The Borrowed Voice — Summary · The Approximate Mind

When an AI system suggests cryptocurrency investing and intermittent fasting to a 78-year-old woman who has never owned cryptocurrency and eats breakfast at 7am because her diabetes medication requires it, the mismatch is not a glitch. It is a structural feature of how the system was built.

Large language models learn from text. The uncomfortable question is whose text. Common Crawl, which provides most training tokens, captures the crawlable web — excluding content behind paywalls, in private communities, in languages with less digital presence, from people who never published online. Reddit, used as a quality filter for many datasets, skews heavily male, white, young, and toward certain income and education levels. When Reddit becomes the arbiter of quality, these demographics become the implicit standard for what “quality” means. Margaret has never written a Reddit post. Her voice is not in the training data.

The result: AI models treat every user as a statistical average of the people who created their training data. This average person does not exist, but every interaction begins from this phantom baseline.

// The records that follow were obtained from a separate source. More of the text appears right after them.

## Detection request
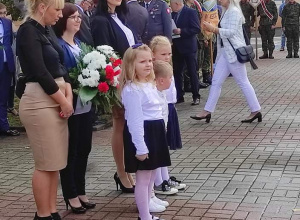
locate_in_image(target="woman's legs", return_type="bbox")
[111,116,132,188]
[228,61,261,113]
[204,51,230,112]
[49,171,58,213]
[32,170,57,217]
[134,170,155,220]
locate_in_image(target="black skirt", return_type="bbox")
[167,103,182,150]
[123,119,171,173]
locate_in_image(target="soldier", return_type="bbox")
[282,0,300,58]
[240,0,255,40]
[140,0,172,44]
[257,0,278,59]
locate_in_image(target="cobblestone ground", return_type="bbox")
[0,52,300,220]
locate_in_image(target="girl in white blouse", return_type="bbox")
[121,44,171,220]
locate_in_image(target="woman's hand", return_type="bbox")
[60,101,74,118]
[135,154,149,161]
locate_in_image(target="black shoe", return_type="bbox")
[65,199,86,214]
[33,213,53,220]
[259,52,269,59]
[176,97,184,104]
[191,98,200,105]
[51,212,62,220]
[79,199,96,209]
[190,113,211,123]
[241,112,262,123]
[0,129,20,136]
[199,82,209,89]
[114,172,134,193]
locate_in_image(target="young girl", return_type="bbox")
[150,36,186,198]
[120,44,171,220]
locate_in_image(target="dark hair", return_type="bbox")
[96,0,127,17]
[53,3,78,37]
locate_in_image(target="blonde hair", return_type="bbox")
[25,0,65,17]
[153,60,173,78]
[120,44,155,91]
[149,36,171,53]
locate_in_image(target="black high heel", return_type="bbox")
[79,199,96,209]
[114,172,134,193]
[33,212,53,220]
[241,112,262,123]
[190,113,211,123]
[65,199,86,214]
[51,212,62,220]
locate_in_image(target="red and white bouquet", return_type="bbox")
[70,43,122,113]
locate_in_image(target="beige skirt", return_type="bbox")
[19,77,68,171]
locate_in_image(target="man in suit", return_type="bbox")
[75,0,94,46]
[126,0,149,43]
[140,0,172,44]
[170,0,200,105]
[0,15,20,136]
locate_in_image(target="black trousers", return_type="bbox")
[173,47,200,99]
[60,111,93,199]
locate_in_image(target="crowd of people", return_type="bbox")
[0,0,300,220]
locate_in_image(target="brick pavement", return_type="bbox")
[0,51,300,220]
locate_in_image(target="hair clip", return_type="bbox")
[131,43,143,49]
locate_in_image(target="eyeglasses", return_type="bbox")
[131,43,143,49]
[69,15,82,22]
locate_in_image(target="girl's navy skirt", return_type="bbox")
[123,119,171,173]
[167,103,182,150]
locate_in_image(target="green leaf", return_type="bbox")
[79,86,98,104]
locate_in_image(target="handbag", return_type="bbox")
[227,26,258,70]
[16,73,26,99]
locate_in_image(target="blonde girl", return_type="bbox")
[121,44,171,220]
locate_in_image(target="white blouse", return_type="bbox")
[111,13,135,47]
[121,82,163,155]
[165,76,177,104]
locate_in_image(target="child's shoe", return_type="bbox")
[149,198,166,212]
[168,176,186,190]
[151,196,169,207]
[154,180,178,195]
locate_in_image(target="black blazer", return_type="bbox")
[75,6,94,46]
[91,14,136,57]
[172,6,200,54]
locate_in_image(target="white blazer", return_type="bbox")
[216,7,246,63]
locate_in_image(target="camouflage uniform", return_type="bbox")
[282,2,300,58]
[240,0,255,40]
[257,0,278,59]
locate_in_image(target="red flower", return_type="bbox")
[105,65,115,81]
[98,82,109,93]
[113,59,122,67]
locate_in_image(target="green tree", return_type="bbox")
[0,0,24,20]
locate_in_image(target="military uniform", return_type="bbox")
[257,0,278,59]
[240,0,255,40]
[282,2,300,58]
[140,0,172,44]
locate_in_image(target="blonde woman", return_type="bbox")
[191,0,262,123]
[17,0,73,220]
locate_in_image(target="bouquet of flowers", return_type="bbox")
[70,43,122,113]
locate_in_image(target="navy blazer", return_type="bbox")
[172,6,200,54]
[91,14,137,57]
[0,18,16,74]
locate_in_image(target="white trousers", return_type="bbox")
[204,49,261,112]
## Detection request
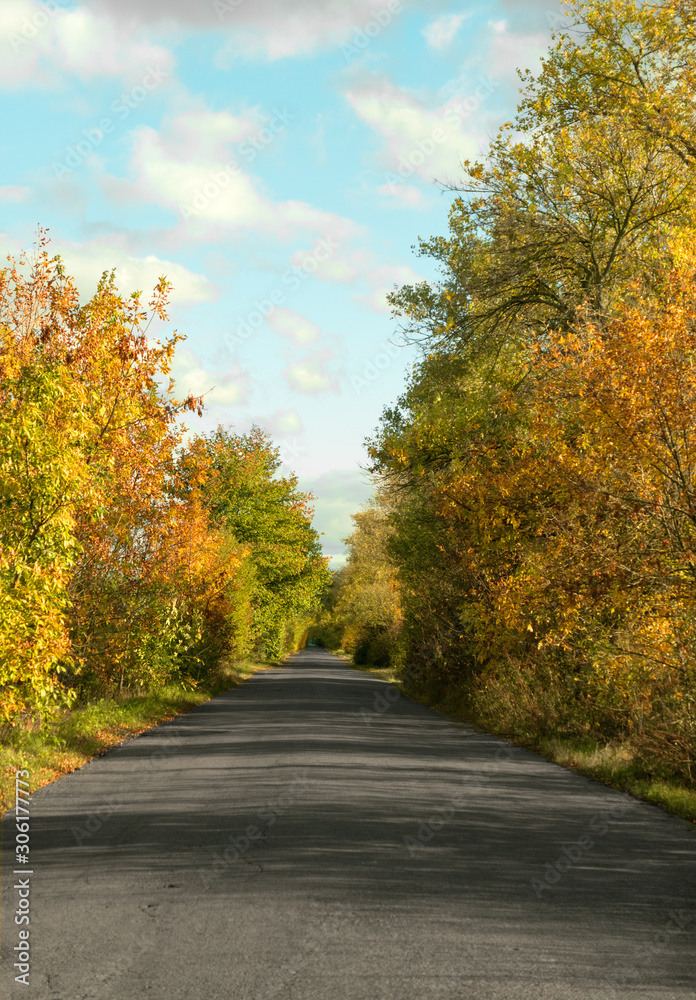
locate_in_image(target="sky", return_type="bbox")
[0,0,560,565]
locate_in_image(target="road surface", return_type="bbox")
[0,649,696,1000]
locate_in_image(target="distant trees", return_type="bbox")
[324,0,696,779]
[0,237,326,719]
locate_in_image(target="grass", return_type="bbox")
[354,665,696,823]
[0,662,270,815]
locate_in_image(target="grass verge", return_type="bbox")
[352,665,696,823]
[0,662,276,815]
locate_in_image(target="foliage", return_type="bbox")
[0,235,326,720]
[333,0,696,783]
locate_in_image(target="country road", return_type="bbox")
[0,649,696,1000]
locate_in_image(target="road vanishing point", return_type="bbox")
[0,648,696,1000]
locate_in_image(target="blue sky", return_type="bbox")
[0,0,559,563]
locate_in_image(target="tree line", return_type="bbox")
[316,0,696,781]
[0,233,327,722]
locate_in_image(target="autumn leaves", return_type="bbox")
[0,238,326,720]
[325,0,696,781]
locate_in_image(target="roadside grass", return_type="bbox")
[0,661,270,815]
[351,664,696,823]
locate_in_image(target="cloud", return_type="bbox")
[489,21,550,81]
[300,469,373,566]
[0,184,33,203]
[77,0,414,66]
[345,75,498,185]
[421,12,471,49]
[268,306,321,344]
[102,111,359,244]
[171,347,249,408]
[377,181,425,208]
[0,0,174,90]
[265,410,304,436]
[355,264,423,314]
[51,239,217,305]
[283,350,339,396]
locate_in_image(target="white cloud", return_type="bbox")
[489,21,549,81]
[0,0,174,90]
[345,76,496,187]
[171,347,249,407]
[283,350,339,396]
[0,184,33,203]
[300,469,373,567]
[77,0,414,66]
[268,307,321,344]
[377,181,425,208]
[264,410,304,437]
[57,239,217,304]
[355,264,423,314]
[422,13,471,49]
[102,112,358,243]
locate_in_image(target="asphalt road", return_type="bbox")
[0,650,696,1000]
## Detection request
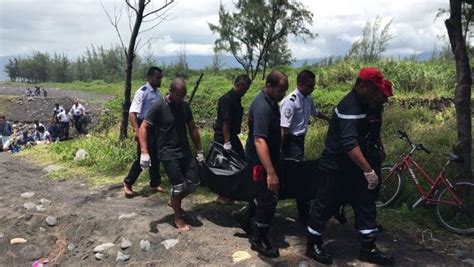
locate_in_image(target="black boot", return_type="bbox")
[250,223,280,258]
[359,233,395,265]
[232,206,252,237]
[306,233,332,264]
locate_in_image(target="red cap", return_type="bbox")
[380,80,393,97]
[358,67,385,94]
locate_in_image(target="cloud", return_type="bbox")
[0,0,447,58]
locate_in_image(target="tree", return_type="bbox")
[444,0,473,179]
[101,0,174,140]
[347,16,393,62]
[209,0,316,80]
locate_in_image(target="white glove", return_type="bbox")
[224,142,232,150]
[364,170,379,190]
[196,151,205,162]
[140,153,151,169]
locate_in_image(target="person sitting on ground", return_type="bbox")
[48,119,61,143]
[33,126,50,144]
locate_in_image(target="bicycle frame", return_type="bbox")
[387,148,463,208]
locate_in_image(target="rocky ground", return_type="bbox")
[0,85,474,266]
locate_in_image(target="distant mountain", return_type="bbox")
[0,52,433,81]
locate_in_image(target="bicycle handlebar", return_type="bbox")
[398,130,431,154]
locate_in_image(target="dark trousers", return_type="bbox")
[249,165,278,227]
[309,167,377,233]
[123,127,161,187]
[282,134,311,220]
[59,122,69,140]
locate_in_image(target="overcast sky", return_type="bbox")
[0,0,449,59]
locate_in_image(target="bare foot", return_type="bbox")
[168,200,186,216]
[150,186,166,193]
[123,182,133,198]
[174,217,191,232]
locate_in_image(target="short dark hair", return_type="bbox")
[146,66,163,77]
[296,70,316,84]
[265,70,288,87]
[234,74,252,86]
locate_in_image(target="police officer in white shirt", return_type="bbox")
[123,66,165,198]
[280,70,329,224]
[56,109,69,140]
[69,99,86,133]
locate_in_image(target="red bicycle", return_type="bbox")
[377,131,474,234]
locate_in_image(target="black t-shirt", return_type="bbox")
[214,89,244,143]
[145,97,194,160]
[319,90,370,170]
[245,90,281,165]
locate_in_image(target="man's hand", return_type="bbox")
[267,174,280,193]
[364,170,379,190]
[224,142,232,151]
[196,150,206,163]
[140,153,151,169]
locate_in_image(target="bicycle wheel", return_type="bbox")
[435,182,474,235]
[375,166,403,208]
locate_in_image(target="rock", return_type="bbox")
[120,238,132,249]
[20,192,35,198]
[92,243,115,253]
[74,148,89,161]
[116,251,130,261]
[23,202,36,210]
[40,198,51,205]
[67,243,76,251]
[119,212,137,221]
[10,237,27,245]
[46,216,58,226]
[35,205,46,211]
[19,245,43,261]
[95,253,105,261]
[43,164,64,173]
[232,251,252,263]
[462,259,474,266]
[161,239,179,249]
[140,239,151,251]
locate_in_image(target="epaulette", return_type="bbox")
[290,94,296,102]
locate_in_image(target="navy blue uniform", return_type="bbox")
[309,90,381,233]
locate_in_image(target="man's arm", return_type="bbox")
[128,112,140,138]
[138,122,152,154]
[316,112,331,121]
[347,145,372,173]
[222,120,230,144]
[254,136,279,193]
[187,121,202,153]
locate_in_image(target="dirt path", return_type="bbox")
[0,153,472,266]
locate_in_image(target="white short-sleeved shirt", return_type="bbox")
[129,83,160,120]
[69,103,86,116]
[280,89,318,136]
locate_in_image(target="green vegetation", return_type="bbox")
[12,60,472,237]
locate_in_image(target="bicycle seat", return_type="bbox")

Margaret receives cryptocurrency recommendations because the statistical composite talks about cryptocurrency. She is not treated as Margaret. She is treated as “average person plus corrections.”

The epistemological problem runs deeper. AI models have only borrowed knowledge — every word they generate comes from patterns in text created by others. This borrowed knowledge works reasonably well when the AI talks to people similar to those who created the training data. It fails when the AI encounters someone outside the demographic center. Margaret’s experience as a rural woman with diabetes and limited digital access does not appear frequently in self-published novels or Reddit threads. The AI literally does not have the words.

What would it mean to start from Margaret as Margaret, rather than from the phantom baseline? To build her profile from her actual context rather than from her deviation from assumed norms? The technology for this is possible. The architecture exists. The question is whether we choose to build it — or continue speaking with borrowed voices about borrowed experiences to people who were never included in the conversation.